Tungsten is also harder than DU (7.5 on the Mohs scale versus 6.0).
In the real world, each of these is used in alloy form to further improve the material properties, but the fundamental fact is that tungsten is a better material for ordinance based on its physical properties. (Though it doesn’t have the potential to vaporize on impact.)
DU is used mainly as a cost-saving measure. It’s roughly on par with tungsten in most ways, but the cost of DU is a fraction of the high cost of tungsten. The producers of DU often literally give it away.
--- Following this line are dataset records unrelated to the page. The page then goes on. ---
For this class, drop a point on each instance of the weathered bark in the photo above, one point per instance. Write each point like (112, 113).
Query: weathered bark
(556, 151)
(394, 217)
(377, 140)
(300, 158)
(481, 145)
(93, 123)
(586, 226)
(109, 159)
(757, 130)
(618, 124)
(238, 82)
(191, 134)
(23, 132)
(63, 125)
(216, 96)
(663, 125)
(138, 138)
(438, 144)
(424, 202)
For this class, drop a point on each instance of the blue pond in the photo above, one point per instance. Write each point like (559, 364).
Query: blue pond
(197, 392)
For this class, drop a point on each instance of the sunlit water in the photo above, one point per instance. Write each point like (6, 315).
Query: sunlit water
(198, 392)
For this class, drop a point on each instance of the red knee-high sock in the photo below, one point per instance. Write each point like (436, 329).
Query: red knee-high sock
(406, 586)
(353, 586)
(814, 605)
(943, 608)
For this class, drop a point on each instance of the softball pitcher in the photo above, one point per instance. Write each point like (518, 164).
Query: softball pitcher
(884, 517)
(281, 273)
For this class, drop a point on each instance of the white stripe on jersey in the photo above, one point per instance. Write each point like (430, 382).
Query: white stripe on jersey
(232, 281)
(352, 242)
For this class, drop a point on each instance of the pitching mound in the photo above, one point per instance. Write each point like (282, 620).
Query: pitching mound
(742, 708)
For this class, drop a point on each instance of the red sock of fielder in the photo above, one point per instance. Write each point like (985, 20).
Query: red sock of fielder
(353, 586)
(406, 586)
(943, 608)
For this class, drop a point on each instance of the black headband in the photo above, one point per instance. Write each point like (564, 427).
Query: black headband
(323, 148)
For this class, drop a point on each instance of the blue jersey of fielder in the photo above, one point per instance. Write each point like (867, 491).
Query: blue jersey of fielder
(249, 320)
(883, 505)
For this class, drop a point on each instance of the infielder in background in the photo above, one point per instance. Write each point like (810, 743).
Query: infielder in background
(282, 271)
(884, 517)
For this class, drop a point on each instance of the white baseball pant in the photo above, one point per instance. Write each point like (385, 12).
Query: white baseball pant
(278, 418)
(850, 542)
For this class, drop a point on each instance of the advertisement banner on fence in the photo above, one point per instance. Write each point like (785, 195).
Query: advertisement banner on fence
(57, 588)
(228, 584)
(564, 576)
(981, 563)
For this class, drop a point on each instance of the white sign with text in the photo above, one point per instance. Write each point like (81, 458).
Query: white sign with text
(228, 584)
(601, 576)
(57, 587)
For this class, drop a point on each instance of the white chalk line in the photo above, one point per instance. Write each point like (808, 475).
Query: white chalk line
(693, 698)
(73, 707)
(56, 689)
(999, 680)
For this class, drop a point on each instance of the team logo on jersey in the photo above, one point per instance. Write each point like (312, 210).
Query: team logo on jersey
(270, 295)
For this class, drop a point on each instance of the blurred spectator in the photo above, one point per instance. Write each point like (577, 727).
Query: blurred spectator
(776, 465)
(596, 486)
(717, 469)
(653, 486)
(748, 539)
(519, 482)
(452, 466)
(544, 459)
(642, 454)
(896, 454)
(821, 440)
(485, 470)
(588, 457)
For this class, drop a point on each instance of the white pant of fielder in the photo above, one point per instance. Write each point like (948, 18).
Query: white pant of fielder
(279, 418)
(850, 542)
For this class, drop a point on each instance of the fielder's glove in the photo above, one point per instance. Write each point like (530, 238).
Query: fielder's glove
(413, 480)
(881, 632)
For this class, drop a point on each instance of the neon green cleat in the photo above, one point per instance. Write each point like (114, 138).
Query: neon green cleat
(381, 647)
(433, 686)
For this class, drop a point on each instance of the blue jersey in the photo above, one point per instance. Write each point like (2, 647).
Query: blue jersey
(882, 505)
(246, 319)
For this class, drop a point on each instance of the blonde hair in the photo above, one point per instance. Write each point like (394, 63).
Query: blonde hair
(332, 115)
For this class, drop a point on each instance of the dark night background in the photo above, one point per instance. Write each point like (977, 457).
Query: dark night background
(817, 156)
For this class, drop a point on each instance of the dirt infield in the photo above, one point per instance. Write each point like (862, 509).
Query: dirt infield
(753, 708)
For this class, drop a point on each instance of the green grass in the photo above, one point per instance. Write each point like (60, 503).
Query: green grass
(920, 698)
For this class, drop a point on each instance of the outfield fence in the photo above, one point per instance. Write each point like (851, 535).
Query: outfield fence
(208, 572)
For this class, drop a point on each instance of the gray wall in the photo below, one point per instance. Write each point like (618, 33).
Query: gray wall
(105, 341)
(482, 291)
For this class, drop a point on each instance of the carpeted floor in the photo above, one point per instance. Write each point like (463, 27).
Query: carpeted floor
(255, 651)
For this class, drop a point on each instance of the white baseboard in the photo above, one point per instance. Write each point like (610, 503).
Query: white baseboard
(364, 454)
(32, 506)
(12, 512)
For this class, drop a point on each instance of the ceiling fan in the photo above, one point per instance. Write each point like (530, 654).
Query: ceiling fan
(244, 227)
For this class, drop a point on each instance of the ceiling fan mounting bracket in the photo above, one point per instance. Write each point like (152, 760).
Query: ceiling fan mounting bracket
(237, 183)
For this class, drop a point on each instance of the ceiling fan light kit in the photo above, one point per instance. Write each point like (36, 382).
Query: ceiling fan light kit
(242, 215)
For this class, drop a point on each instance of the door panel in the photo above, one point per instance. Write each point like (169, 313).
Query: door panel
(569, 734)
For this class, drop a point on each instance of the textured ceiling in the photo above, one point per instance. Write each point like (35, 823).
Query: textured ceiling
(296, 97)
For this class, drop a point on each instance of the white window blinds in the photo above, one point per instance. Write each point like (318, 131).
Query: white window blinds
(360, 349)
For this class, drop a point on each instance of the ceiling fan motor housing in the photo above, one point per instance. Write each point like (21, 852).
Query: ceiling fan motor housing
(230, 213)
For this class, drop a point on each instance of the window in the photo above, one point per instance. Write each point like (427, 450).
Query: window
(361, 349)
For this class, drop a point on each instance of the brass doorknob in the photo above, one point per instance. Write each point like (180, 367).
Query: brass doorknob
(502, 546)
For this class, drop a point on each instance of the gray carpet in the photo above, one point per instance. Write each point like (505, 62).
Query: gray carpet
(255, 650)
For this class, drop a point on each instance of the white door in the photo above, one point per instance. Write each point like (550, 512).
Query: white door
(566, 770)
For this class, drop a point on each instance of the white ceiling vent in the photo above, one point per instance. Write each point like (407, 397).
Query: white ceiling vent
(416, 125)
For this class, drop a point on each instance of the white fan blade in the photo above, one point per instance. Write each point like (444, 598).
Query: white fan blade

Posted by: Alan | Aug 14 2006 21:09 utc | 62

@Alan:

Okay, fair enough. What I said still holds true on the atomic level, though. The problem with that, though, is that we aren’t flinging single atoms, more’s the pity. 😉

Posted by: The Truth Gets Vicious When You Corner It | Aug 14 2006 23:27 utc | 63

You can also google “Doug Rokke” if you’re interested in more info on DU. Wikipedia has a good synopsis. Yeah, it’s amazing what a well kept secret it is how many are ill and dying for Gulf War I (wasn’t one GW enough?) I bet if our soldiers serving in Iraq knew this stuff we’d have a whole lotta defections mighty quick.
But yeah, clear evidence of a worldwide death culture. Of course, US is be far the largest perpetrator, but over twenty states use DU weapons in their arsenals.
It goes without saying that the weapons industry is the single largest polluting industry in the world.